Tomo and I have both been inventing new Jōgesen kata (and refinements to the sansetsukon itself), and of course, we have now come up with incompatible moves. I got to the castle this morning and found a message from Tomo to all the warriors, saying he had devised some upgrades to our sansetsukon. (Now the chain links move a bit more smoothly, which is good.) I took a new one from the armory, and promptly discovered that it makes hash of the latest moves I'd been developing on Friday.
*sigh* This is one of the perils of having more than one warrior using the same armory. (Of course, the drawbacks of having only one warrior are far, far worse.) Still, I must now spend part of my morning adjusting my new kata.
And I do not know what to do about Jīya, the new Nichiren abbess. I can tell that she is simply trying to motivate the warriors, and lift our spirits...
But.
It is rarely necessary to tell a good warrior when he has been doing a good job. We know already. Perhaps priests and monks need such constant encouragement, but as a warrior, I know that if my enemies are dying and I am surviving, I am doing well. By telling me that I am doing well, Jīya merely makes me wonder if she thought I had any doubt about it.

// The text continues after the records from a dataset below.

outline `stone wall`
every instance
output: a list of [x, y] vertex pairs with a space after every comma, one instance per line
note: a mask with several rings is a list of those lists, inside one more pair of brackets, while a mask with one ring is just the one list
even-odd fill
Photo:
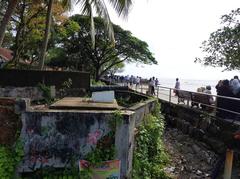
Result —
[[64, 168], [80, 160], [110, 131], [111, 113], [33, 111], [22, 115], [24, 158], [20, 172], [41, 167]]
[[0, 97], [29, 98], [32, 101], [44, 99], [38, 87], [5, 87], [0, 88]]
[[169, 126], [176, 127], [184, 134], [205, 142], [216, 153], [222, 154], [226, 148], [239, 145], [238, 141], [233, 140], [233, 134], [240, 129], [238, 121], [216, 119], [213, 114], [210, 116], [198, 109], [163, 100], [160, 102], [162, 113]]
[[72, 88], [90, 89], [90, 74], [88, 72], [44, 71], [1, 69], [0, 86], [31, 87], [43, 83], [46, 86], [62, 87], [65, 81], [71, 79]]
[[[37, 92], [30, 92], [35, 88], [27, 87], [29, 91], [24, 89], [25, 91], [21, 92], [20, 88], [5, 88], [3, 93], [5, 96], [31, 97], [31, 100], [39, 97]], [[127, 95], [127, 92], [117, 95]], [[129, 95], [137, 99], [138, 94], [130, 92]], [[109, 122], [113, 120], [115, 111], [34, 110], [29, 107], [30, 99], [2, 97], [0, 144], [13, 145], [17, 131], [21, 131], [24, 157], [18, 172], [31, 173], [44, 167], [66, 167], [70, 164], [71, 157], [77, 161], [83, 159], [110, 130], [116, 130], [114, 145], [117, 159], [121, 160], [121, 178], [131, 178], [134, 129], [141, 124], [144, 116], [154, 109], [157, 102], [156, 99], [147, 99], [146, 96], [140, 95], [139, 98], [141, 102], [121, 111], [122, 122], [116, 129], [111, 129]]]
[[[22, 114], [21, 139], [24, 158], [18, 171], [33, 172], [42, 167], [63, 168], [70, 158], [84, 159], [110, 130], [116, 130], [117, 159], [121, 160], [121, 178], [131, 177], [134, 129], [153, 110], [156, 99], [146, 100], [122, 111], [123, 119], [110, 129], [114, 111], [45, 110]], [[137, 121], [137, 122], [136, 122]]]
[[118, 149], [117, 157], [121, 159], [121, 176], [131, 178], [133, 152], [134, 152], [134, 132], [144, 116], [154, 110], [157, 99], [149, 99], [137, 103], [126, 111], [124, 122], [116, 130], [115, 145]]
[[15, 143], [16, 134], [21, 129], [20, 114], [25, 109], [24, 100], [0, 98], [0, 145], [11, 146]]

Perhaps this annoys me so much because, deep in my heart, I almost always do have doubt. Couldn't I be killing them faster, or more silently? Am I retaining enough awareness of the clan's larger plans? Could I be using better tactics and strategy if I had studied with a respected warriors' school? Am I still "the junior one" on our team? These are all the distractions of maya, but they still plague me.
I wish she would simply leave me in peace, and let me go kill enemies. I have seen her telling Jimon similar things, and he seemed no more comfortable than I.